The valve mechanism 50 includes a shaft 52 supporting a helical cut gear 52.1, which drives the sleeve 40 rotationally at half the engine speed in the direction indicated by arrow 102. It meshes with tooth 54.

The gear 56 is attached to the tap shaft 60.1 with a suitable key 60.2 at the upper end of the shaft 60. The lower end of the shaft 60 supports a disc-shaped portion 64 and the sleeve 40
The upper end 40.2 rests on the lower surface of this disc-shaped part 64. The disc 64 supports a graphite or ceramic ring seal 103 which is spring loaded by a spring washer 104, a polymeric ring such as P, T, F, E (Politetrafluoroethylene). Neoprene ring i 03. i is seated in the groove 103.2 of the disc 64 and seals against the ring 103. Journal 68 is bolted to head 12 and shaft 60
is pivotally supported, and further includes a thrust support surface 70,
When subjected to combustion chamber pressure, the upper part 69.1 of the disc 64 can abut this thrust support surface.

Oil passages 68.1 in the journal 68 direct excess oil from the thrust face to the oil tank 108 via channels 68.2. The underside of the disc 64 has a hole for receiving the drive peg 48 of the sleeve 40. The bolt 58 passes through the entire length of the washer 58.1 and the shirt 60 in the assembled state;
It is threaded into element 74 to hold the assembly together.

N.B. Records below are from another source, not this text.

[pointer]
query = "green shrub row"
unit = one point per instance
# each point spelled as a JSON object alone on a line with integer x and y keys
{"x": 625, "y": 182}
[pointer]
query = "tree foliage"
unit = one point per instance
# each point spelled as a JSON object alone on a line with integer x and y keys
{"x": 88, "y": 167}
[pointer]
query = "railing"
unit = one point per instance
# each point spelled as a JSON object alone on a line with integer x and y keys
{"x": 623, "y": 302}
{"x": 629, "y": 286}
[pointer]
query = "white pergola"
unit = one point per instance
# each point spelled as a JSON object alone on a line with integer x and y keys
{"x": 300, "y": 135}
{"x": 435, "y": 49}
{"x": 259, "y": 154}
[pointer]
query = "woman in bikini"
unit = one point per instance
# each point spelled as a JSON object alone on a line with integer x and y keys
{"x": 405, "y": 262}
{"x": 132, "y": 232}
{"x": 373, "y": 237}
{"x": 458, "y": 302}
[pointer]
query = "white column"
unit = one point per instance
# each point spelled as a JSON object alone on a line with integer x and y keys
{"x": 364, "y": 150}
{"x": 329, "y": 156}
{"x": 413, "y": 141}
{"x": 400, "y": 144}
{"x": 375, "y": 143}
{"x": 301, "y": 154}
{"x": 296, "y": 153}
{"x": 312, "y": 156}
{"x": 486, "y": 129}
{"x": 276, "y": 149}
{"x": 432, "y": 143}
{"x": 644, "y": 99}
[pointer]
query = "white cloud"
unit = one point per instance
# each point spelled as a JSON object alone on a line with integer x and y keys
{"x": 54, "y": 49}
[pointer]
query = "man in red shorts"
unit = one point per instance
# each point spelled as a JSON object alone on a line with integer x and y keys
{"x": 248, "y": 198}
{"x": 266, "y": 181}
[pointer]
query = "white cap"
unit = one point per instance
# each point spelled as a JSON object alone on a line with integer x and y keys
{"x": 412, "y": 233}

Small locating pins 74.1 ensure precise alignment of elements 74. Element 74 has a sloped lower surface 74.2, leaving a substantial gap 105 between element 74 and sleeve 40.

When the engine is running, the drive force applied to sleeve 40 is approximately tangential at the location of the drive peg. (
This direction 106 is also shown, for example, in FIG. 4b). However, the contact direction 106 can be changed inwardly or outwardly by imparting an inclination to the peg (slot) support surface, indicated by the dotted line 1)0. The frictional forces acting on the outer surface of the sleeve 40 thus bring the area proximate the leading edge 40.3 into tight sealing contact with the bore of the bearing shell 20. The sleeve 40 may be provided with pegs and/or notches to provide a sloped flat surface to increase or decrease the outward sealing pressure on the leading edge 40.3. Assembled with light spring tension to keep shell 20 engaged, positive pressure within the combustion chamber increases its sealing pressure. Gas leakage at the upper end 40.2 of the sleeve 40 which occurs beyond the disk 64 is sealed off at the support surface by the sealing ring 103.

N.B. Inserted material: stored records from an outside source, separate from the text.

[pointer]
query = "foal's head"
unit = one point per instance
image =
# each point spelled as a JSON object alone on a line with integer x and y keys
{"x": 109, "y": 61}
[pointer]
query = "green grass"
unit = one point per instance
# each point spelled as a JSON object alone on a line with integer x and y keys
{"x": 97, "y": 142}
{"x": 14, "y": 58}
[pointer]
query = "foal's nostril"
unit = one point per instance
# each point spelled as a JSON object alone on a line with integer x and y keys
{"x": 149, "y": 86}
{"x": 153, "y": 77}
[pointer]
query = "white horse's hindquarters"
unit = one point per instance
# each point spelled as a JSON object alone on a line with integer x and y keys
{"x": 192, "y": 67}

The walls of the sleeve 40 are substantially completely exposed to the combustion chamber and are subject to the heat and pressure of the combustion chamber. This ensures a good sealing with the sleeve and allows the selection of metallic materials for the sleeve in order to have a very good transfer of heat from the sleeve wall to the cooling channels 107 of the head 12. During 600 hours of testing at full power, the sleeve wall temperature was found to be around 230° C. at an engine speed of 3500 rpm+. During this test, a phosphor bronze bearing shell 20 and a 316 stainless copper sealing sleeve 40 were used.

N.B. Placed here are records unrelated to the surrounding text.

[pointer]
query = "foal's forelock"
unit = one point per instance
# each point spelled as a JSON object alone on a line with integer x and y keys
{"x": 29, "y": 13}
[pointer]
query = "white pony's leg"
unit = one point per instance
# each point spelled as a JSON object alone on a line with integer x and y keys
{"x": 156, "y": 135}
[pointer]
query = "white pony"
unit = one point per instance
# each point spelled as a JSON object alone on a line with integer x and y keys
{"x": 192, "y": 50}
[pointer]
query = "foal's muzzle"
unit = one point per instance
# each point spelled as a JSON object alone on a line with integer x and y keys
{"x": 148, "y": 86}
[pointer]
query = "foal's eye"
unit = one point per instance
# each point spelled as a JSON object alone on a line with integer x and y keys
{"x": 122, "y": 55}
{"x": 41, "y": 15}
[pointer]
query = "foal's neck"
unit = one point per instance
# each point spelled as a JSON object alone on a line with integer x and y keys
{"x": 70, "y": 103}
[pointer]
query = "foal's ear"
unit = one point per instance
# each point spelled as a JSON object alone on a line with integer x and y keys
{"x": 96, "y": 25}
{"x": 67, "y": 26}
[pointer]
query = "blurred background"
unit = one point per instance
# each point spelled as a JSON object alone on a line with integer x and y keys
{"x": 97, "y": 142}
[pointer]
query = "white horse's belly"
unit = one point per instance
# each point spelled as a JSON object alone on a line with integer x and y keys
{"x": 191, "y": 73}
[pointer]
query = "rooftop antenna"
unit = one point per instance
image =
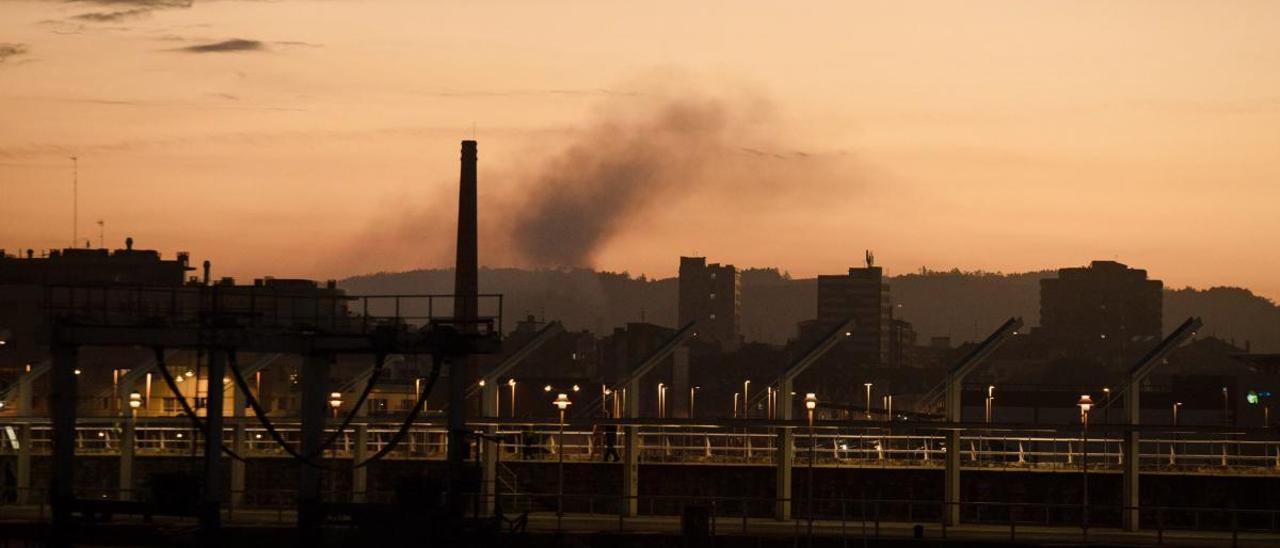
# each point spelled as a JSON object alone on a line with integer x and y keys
{"x": 74, "y": 200}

The element was made from brass which provides rapid heat transfer and a low surface temperature of the element. Due to the low temperature of the walls of the combustion chamber thus formed, explosions were completely eliminated even when using low octane fuel at high compression ratios (87 octane fuel at a compression ratio of 14:1). This is particularly important in view of the move toward non-complexed fuels to achieve improved emissions. Cooling is further provided by an oil bath 108 in the head 12 that is used to lubricate the drive train. Lower temperatures help minimize the formation of nitrogen oxides, which further improves exhaust emissions.

The valve assembly is arranged so that the sealing sleeve 40 and/or element 74 can be replaced without removing the head from the engine. Thus, valve timing can be easily changed by replacing sleeve 40 with another sleeve that provides a different valve timing, and the compression ratio of the engine can be easily changed by replacing element 74 with another element. can be changed to

Lubrication has been achieved by adding small amounts of colloidal graphite to gasoline. It is also possible to use oil as a lubricant, and if oil is used, it is preferably injected from the cylinder head at a position downstream of the intake port every 40 to 50 strokes of the piston. If the lubricant is oil or graphite, the low temperature will cause the retention of a boundary layer within the bore of the bearing shell 20, even though the ports 44 of the sealing sleeve 40 will form a window through which the lubricant will wipe during operation. Therefore, it contributes to lubricant retention. The amount of lubricant can also be controlled depending on the load.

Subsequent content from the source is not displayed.